The role of viruses in inducing HT has been explored, but it is still not completely determined [51][73][74]. New data is becoming available regarding the roles of DNA and RNA viruses in triggering HT [75][76]. DNA viruses, namely, parvovirus 19 (B19V), human hepatitis C virus, and human herpes virus-6, have been associated with the viral pathogenesis of HT [75][76][77][78][79]. Among RNA viruses, human immunodeficiency virus (HIV) has been related to HT as it is able to activate the inflammatory immune response through IL-6 [80][81]. Particularly in HIV patients, this cytokine plays an important role by orchestrating the inflammatory cascade associated with HT [81]. The importance of IL-6 has been recognized even in animal models of DNA virus infection.

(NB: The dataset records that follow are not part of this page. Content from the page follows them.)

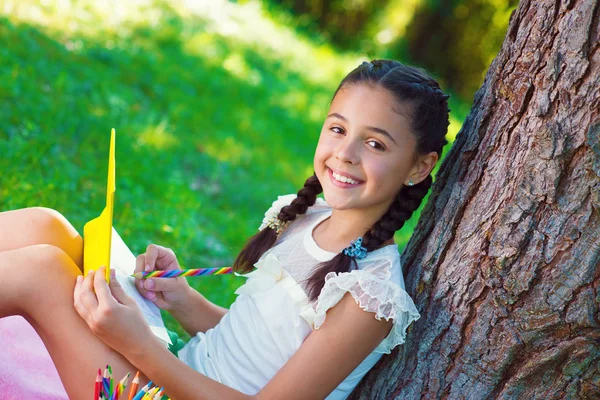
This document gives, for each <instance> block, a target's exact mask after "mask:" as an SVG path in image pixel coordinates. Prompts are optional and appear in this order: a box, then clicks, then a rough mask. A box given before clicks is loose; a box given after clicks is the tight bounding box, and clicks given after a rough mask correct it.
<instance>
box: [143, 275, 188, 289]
mask: <svg viewBox="0 0 600 400" xmlns="http://www.w3.org/2000/svg"><path fill="white" fill-rule="evenodd" d="M182 279H185V278H182V277H178V278H147V279H145V282H144V288H145V289H146V290H148V291H153V292H163V291H164V292H172V291H175V290H180V288H181V286H180V285H181V280H182Z"/></svg>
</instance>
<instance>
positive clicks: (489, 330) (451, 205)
mask: <svg viewBox="0 0 600 400" xmlns="http://www.w3.org/2000/svg"><path fill="white" fill-rule="evenodd" d="M599 8H600V7H599V5H598V1H597V0H596V1H592V0H579V1H577V0H571V1H569V0H564V1H559V0H556V1H554V0H553V1H550V0H536V1H534V0H526V1H522V2H521V3H520V4H519V6H518V8H517V9H516V10H515V12H514V13H513V14H512V16H511V21H510V24H509V28H508V33H507V35H506V38H505V41H504V43H503V45H502V49H501V50H500V53H499V54H498V56H497V57H496V59H495V60H494V61H493V63H492V65H491V67H490V69H489V71H488V73H487V76H486V78H485V80H484V83H483V86H482V87H481V89H480V90H479V91H478V92H477V94H476V96H475V101H474V104H473V108H472V110H471V113H470V115H469V116H468V117H467V119H466V121H465V123H464V125H463V127H462V129H461V131H460V133H459V134H458V136H457V138H456V141H455V142H454V145H453V147H452V149H451V151H450V152H449V153H448V155H447V157H446V158H445V159H444V161H443V163H442V165H441V168H440V170H439V172H438V174H437V176H436V181H435V183H434V185H433V187H432V193H431V195H430V198H429V202H428V203H427V205H426V207H425V208H424V210H423V213H422V216H421V218H420V220H419V223H418V225H417V227H416V228H415V231H414V234H413V236H412V238H411V240H410V242H409V243H408V245H407V247H406V250H405V252H404V253H403V255H402V264H403V266H404V268H405V271H404V275H405V280H406V288H407V291H408V293H409V294H410V295H411V296H412V297H413V299H414V300H415V303H416V304H417V308H418V309H419V311H420V313H421V319H420V320H418V321H417V322H416V323H414V324H413V326H412V327H411V328H410V330H409V334H408V336H407V340H406V343H405V344H404V346H400V348H399V349H397V350H396V351H394V352H393V353H392V354H391V355H390V356H385V357H383V358H382V360H381V361H380V363H379V364H378V365H377V366H376V368H374V369H373V370H372V371H371V372H370V373H369V374H368V375H367V377H366V378H365V379H364V380H363V381H362V382H361V384H360V386H359V387H358V388H357V390H355V392H354V393H353V398H360V399H388V398H399V399H418V398H427V399H430V398H436V399H437V398H439V399H490V398H494V399H496V398H498V399H544V400H546V399H564V398H581V399H591V398H596V399H598V398H600V311H599V310H600V210H599V208H600V50H599V47H600V46H599V42H600V36H599V35H600V26H599V14H600V10H599Z"/></svg>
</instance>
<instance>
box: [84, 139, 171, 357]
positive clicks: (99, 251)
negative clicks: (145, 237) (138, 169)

In fact, IL-6 amounts are incremented in lung tissues of naïve Balb/c mice that received parvoviruses [82].
Parvoviruses are widespread in different countries on the American, European, and Asian continents [76]. Among DNA viruses, parvoviruses display the highest levels of replication and recombination [83]. These viruses can replicate autonomously or, conversely, recombine with a helper virus to be perpetuated [83]. The International Committee on Taxonomy of Viruses (ICTV) has reported members of the Parvoviridae family as small (~20 nm in diameter), icosahedral, non-enveloped viruses that have a small single-stranded DNA of 4–6 kb [84]. In 2020, the Executive Committee of the ICTV approved a revision for the taxonomy of the Parvoviridae family [85]. Although the definition to describe these viruses remained, genetic criteria used to demark members composing this family have been updated. The proposal criteria proceed from discoveries of new members of the Parvoviridae family through the application of HTS methods. Basically, the classification based on the association with the host has been abandoned because these viruses infect phylogenetically disparate hosts (see Table 1 in Ref. [85]) [85]. In this family, infectious agents for animals have been incorporated, showing a large host range. In fact, this is vast enough to include many phyla ranging from primates, mammals, and avian species to invertebrates [85]. Beyond this, the Parvoviridae family embraces pathogens for arthropod clades, namely the arachnids of the Chelicerata, that the molecular clock estimates go back to marine fossils of the late Cambrian period [86][87][88]. In 1975, Cossart and colleagues detected for the first-time B19V in serum samples of subjects screened for hepatitis B virus [89]. Thirty years later, Allander and colleagues discovered bocavirus 1 (HBoV1) in human samples of nasopharyngeal aspirates belonging to children with respiratory tract infections [90]. B19V1 may cause a widespread and self-limiting infection in children and adults, known as erythema infectiosum or fifth disease [91]. Both B19V and HBoV1 are pathogens for humans and have been detected in cancerous thyroid cells and HT lesions [75][92][93][94].
B19V and HBoV1 exhibit a particular tropism for the nuclear compartment. The host machinery for nuclear import of viral capsid is a critical step in the early phase of infection [95][96][97]. The capsid binding protein cleavage and polyadenylation specificity factor 6 plays a dominant role in directing integration to euchromatin of HBoV1 and lentivirus HIV-1, too [95][96][97]. During the later stages of infection, the replication of B19V leads to morphological changes in the nucleus. These are due to the spatial reorganization of chromatin that appears marginalized to the nuclear periphery by super-resolution microscopic examination [98].